Caribicus darlingtoni
- Conservation status: Endangered (IUCN 3.1)

Scientific classification
- Kingdom: Animalia
- Phylum: Chordata
- Class: Reptilia
- Order: Squamata
- Suborder: Anguimorpha
- Family: Diploglossidae
- Genus: Caribicus
- Species: C. darlingtoni
- Binomial name: Caribicus darlingtoni (Cochran, 1939)
- Synonyms: Celestus darlingtoni Cochran, 1939 ; Diploglossus darlingtoni Underwood [fr], 1959 ; Celestus darlingtoni Schwartz & Henderson, 1991 ; Caribicus darlingtoni Schools & Hedges, 2021 ;

= Caribicus darlingtoni =

- Genus: Caribicus
- Species: darlingtoni
- Authority: (Cochran, 1939)
- Conservation status: EN

Species of lizard

Caribicus darlingtoni, also known commonly as Darlington's galliwasp and the Hispaniolan striped galliwasp, is a species of lizard in the family Diploglossidae.
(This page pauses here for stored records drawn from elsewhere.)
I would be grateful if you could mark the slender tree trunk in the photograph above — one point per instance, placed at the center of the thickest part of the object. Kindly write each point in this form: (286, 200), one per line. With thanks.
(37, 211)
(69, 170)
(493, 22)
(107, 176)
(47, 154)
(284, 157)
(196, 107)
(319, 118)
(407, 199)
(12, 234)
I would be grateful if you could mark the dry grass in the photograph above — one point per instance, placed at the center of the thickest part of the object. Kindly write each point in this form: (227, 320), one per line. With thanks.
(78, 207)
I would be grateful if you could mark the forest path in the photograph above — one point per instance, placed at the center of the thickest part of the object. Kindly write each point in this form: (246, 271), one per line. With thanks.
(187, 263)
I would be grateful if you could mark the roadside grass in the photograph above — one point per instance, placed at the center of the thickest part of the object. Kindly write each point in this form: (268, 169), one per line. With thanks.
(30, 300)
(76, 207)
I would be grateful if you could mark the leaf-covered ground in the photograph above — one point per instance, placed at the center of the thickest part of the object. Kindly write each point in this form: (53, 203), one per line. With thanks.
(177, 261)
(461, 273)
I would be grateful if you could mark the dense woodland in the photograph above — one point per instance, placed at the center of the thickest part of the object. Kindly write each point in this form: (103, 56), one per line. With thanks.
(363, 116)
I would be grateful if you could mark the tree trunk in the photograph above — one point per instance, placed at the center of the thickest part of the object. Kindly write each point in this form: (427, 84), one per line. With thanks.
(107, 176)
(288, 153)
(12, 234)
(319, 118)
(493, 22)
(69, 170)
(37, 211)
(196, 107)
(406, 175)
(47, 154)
The species is endemic to the Dominican Republic on the Caribbean island of Hispaniola.

== Taxonomy ==
C. darlingtoni was formerly classified in the genus Celestus, but was moved to the genus Caribicus in 2021.

==Etymology==
The specific name, darlingtoni, is in honor of American entomologist Philip Jackson Darlington Jr.

==Habitat==
The preferred natural habitat of C. darlingtoni is Hispaniolan pine forests, at altitudes of 1,600–2,500 m.

==Description==
Males of C. darlingtoni may attain a snout-to-vent length (SVL) of 8.5 cm. Females are about one fifth smaller, only attaining 7.0 cm SVL.

==Reproduction==
C. darlingtoni is oviparous.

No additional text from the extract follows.